Data Breach Affects 300,000 Mental Health Clinic PatientsLargest Breach of Its Kind So Far This Year
A recent data breach at a Colorado-based mental health clinic that exposed data on nearly 300,000 individuals is the latest of several in the mental health sector this year.
See Also: HIPAA Audits: A Revised Game Plan
Colorado Springs-based AspenPoint Inc., which offers inpatient and outpatient services ranging from substance use disorder treatment to psychiatric assessments, on Nov. 19 reported the hacking incident to the U.S. Department of Health and Human Services.
The AspenPointe incident appears to be the largest breach involving a mental healthcare provider posted so far in 2020 on the HHS Office for Civil Rights' HIPAA Breach Reporting Tool website listing health data breaches affecting 500 or more individuals.
Among the other breaches reported this year that involved mental health providers are two incidents affecting a combined total of more than 62,000 individuals reported in October by Centerstone of Indiana and Centerstone of Tennessee, which are part of the same organization.
"Historically, mental health records have been recognized as highly sensitive," notes Kate Borten, president of privacy and security consulting firm The Marblehead Group. "Unauthorized release of the patient information can significantly impact a person's life."
Privacy attorney David Holtzman of the consulting firm HITprivacy adds: "The information compromised through the security incidents involving behavioral health and substance abuse treatment providers is especially sensitive because it can expose the individuals whose data was disclosed to significant financial fraud or harm to their reputation."
In a breach notification statement posted on its website, AspenPointe notes that it experienced "a cyberattack on our technological infrastructure" in late September. "The severity of this attack forced us to close the majority of our operations for several days, and we immediately launched an investigation into its origin."
As a result of AspenPointe's investigation and document review, which concluded Nov. 10, the clinic discovered that individuals' full names and one or more of the following were removed from its network: dates of birth, Social Security numbers, driver's license numbers, and/or bank account information, the statement says.
"To date, we are not aware of any reports of identity fraud or improper use of your information as a direct result of this incident," AspenPointe says in the notification to patients.
AspenPointe did not immediately respond to Information Security Media Group's request for additional details about the breach, including whether ransomware was involved and whether any medical records were stolen.

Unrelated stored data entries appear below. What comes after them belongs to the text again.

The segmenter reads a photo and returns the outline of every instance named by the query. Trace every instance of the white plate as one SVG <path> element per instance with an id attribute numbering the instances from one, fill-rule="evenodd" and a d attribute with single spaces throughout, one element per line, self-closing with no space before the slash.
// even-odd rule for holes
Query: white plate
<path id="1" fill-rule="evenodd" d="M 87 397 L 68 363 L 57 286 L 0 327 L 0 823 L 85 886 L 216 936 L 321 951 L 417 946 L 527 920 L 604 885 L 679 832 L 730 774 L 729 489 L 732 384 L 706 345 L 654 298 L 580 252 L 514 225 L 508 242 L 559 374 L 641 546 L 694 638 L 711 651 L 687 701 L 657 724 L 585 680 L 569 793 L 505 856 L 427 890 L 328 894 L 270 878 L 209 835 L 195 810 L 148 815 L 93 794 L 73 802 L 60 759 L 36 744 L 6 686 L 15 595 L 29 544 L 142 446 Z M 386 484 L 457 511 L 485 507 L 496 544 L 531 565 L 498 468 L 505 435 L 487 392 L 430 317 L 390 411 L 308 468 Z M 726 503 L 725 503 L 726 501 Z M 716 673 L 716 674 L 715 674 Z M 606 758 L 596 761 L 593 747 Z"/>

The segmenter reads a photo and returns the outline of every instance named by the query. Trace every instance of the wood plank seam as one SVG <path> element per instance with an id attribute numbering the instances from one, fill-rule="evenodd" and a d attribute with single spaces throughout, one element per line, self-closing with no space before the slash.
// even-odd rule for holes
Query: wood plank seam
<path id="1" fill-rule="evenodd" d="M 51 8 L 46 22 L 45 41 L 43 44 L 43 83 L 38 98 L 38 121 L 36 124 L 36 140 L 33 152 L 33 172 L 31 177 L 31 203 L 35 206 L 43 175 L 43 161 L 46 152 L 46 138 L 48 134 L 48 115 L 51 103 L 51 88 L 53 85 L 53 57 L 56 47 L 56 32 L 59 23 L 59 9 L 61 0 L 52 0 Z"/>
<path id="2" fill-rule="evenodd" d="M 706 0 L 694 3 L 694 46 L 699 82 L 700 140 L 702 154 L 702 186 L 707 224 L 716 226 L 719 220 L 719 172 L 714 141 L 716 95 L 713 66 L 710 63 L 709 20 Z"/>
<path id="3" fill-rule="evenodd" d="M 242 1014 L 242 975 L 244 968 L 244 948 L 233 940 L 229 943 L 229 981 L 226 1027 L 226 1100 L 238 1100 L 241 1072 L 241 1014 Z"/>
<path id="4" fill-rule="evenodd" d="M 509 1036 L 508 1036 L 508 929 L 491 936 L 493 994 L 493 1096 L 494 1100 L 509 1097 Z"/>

The hacking incident at AspenPointe illustrates why mental health providers need to take extra security precautions, says Susan Lucci, senior privacy and security consultant at tw-Security.
"All mental health providers should ensure that enough attention and budget is given to their IT departments to ensure the best security solutions are in place, including intrusion detection, and tighten up on endpoint security for all users," she says.
"Endpoint security is critical at a time when so many people are working remotely and treatment services are being provided remotely."
All members of the workforce need to be "informed on the latest threats to healthcare data," she adds. "This means specific content in periodic reminders that are reflective of the types of attacks that are being levied against healthcare providers."
Mental healthcare organizations and others need to limit access to sensitive data to only those with appropriate roles, Holtzman stresses.
"Do not create unnecessary or duplicative collections of sensitive PII, including information stored on backup servers, network drives or unencrypted drives or applications," he says. "Securely delete electronic files containing sensitive PII that is no longer needed wherever it is stored."
Some mental health and substance disorder treatment centers that participate in certain federal healthcare programs also must comply with the federal Confidentiality of Substance Use Disorder Patient Records - or 42 CFR Part 2 privacy regulations - which include provisions such as special consent requirements for how healthcare providers can share patient information.
"While the HIPAA Privacy Rule generally limits use and disclosure of PHI to those who have a need to know, 42 CFR Part 2 is much more stringent," Holtzman notes. "It sets limited circumstances under which mental health or substance abuse treatment data patient information may be used, disclosed or re-disclosed. And the majority of disclosures require written consent."
In addition, the Coronavirus Aid, Relief and Economic Security Act - commonly known as the CARES Act - passed by Congress in March "amended sections of the Part 2 authorizing statute requiring HHS to enhance the enforcement for unauthorized disclosures of behavioral health and substance abuse data as well as add breach reporting requirements," Holtzman notes.
These amendments will align Part 2 more closely with HIPAA and extend the HIPAA civil monetary penalties and breach notification provisions to Part 2 programs, he says. "However, HHS has not issued regulations needed to put these new protections into place and has not indicated when it plans to do so."
Many mental healthcare entities are relatively small and lack security expertise and resources, Borten points out.
"There can be a disconnect between stating a patient privacy commitment and day-to-day behavior," Borten notes. "Across healthcare, even many years after HIPAA enforcement began, there can be lax compliance, for example, in casual conversations with colleagues and even family and friends."